Previamente, los parlamentarios dijeron que esperarían el informe Gray antes de decidir si actuar en contra de Johnson. Ahora, algunos dicen que esperarán una investigación para determinar si Johnson mintió o no al parlamento.

El ministro de gobierno que habló con CNN dice que cree que el verdadero momento de la verdad llegará en dos elecciones especiales que se llevarán a cabo el 23 de junio. “Podríamos perder ambas elecciones ante una oposición muy diferente, lo que creo que la mayoría de nosotros tomaría como una evaluación condenatoria del partido bajo Johnson. En ese momento, algunos de nosotros comenzaremos a pensar en nuestros propios escaños, sospecho”.

A la larga, la gente dentro del partido querrá una autopsia de cómo Johnson llegó al poder en primer lugar, dado que sus defectos eran ampliamente conocidos en todo Westminster.

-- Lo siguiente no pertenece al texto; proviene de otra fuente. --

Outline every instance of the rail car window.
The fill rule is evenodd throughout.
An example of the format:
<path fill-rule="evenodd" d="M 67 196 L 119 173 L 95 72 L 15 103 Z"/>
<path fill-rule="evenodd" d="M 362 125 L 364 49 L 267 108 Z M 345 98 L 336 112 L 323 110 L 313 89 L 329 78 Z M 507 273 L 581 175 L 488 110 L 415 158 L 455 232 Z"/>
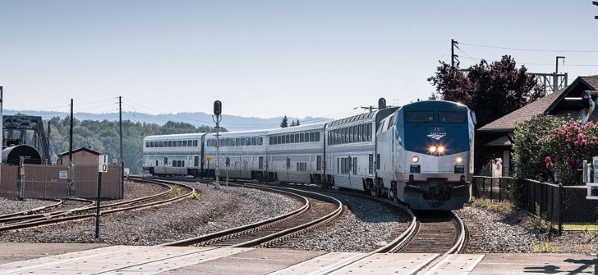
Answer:
<path fill-rule="evenodd" d="M 463 123 L 465 122 L 465 113 L 438 112 L 438 120 L 441 122 Z"/>
<path fill-rule="evenodd" d="M 405 112 L 406 122 L 433 122 L 434 112 L 408 111 Z"/>

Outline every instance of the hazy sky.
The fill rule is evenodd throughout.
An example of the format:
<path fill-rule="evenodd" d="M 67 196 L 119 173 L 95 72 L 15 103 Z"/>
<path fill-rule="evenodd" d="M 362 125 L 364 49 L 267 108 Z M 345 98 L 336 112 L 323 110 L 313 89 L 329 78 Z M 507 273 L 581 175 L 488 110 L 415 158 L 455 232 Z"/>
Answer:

Múltiples asesores actuales y anteriores que han trabajado con Johnson en varios puestos, dentro y fuera del gobierno, lo describen como un hombre que tiene un fusible corto y rara vez cree realmente que ha hecho algo malo.

Casi todos los que trabajaron anteriormente para Johnson y hablaron con CNN describieron al menos una ocasión en la que se quejó con su personal subalterno por ponerlo en una posición en la que estaba abierto a las críticas de los medios o su oposición política.

Un ex miembro del personal atribuye esto a la obsesión de Johnson por agradar. “No es una gran sorpresa que antes fuera una figura mediática”, dicen.

“Cuando eres columnista, puedes salirte con la tuya diciendo lo que quieras para que la gente te encuentre divertido. Cuando diriges un país y lo que haces realmente afecta a las personas, no puedes exigir que amen todo lo que haces”, dijo el ex miembro del personal. agrega.

Las observaciones de que la personalidad de Johnson es una caja de contradicciones no son nuevas. Escribió columnas que apelaban a la derecha conservadora mientras desempeñaba el papel de alcalde liberal de Londres. Y durante mucho tiempo, jugar en ambos lados funcionó.

Y, de hecho, Partygate podría marcar el final del acto de girar platos de Johnson. Podría permanecer en el poder un tiempo más; incluso podría pelear, y ganar, la reelección.

Pero hay muy pocos que creen que puede desempeñar el papel de un estadista serio durante una pandemia mundial y al mismo tiempo presidir una cultura en la que su personal organiza fiestas ilegales, vomita en las oficinas del gobierno y luego es grosero con las personas que lo limpian. – y seguir siendo universalmente popular mientras lo hace.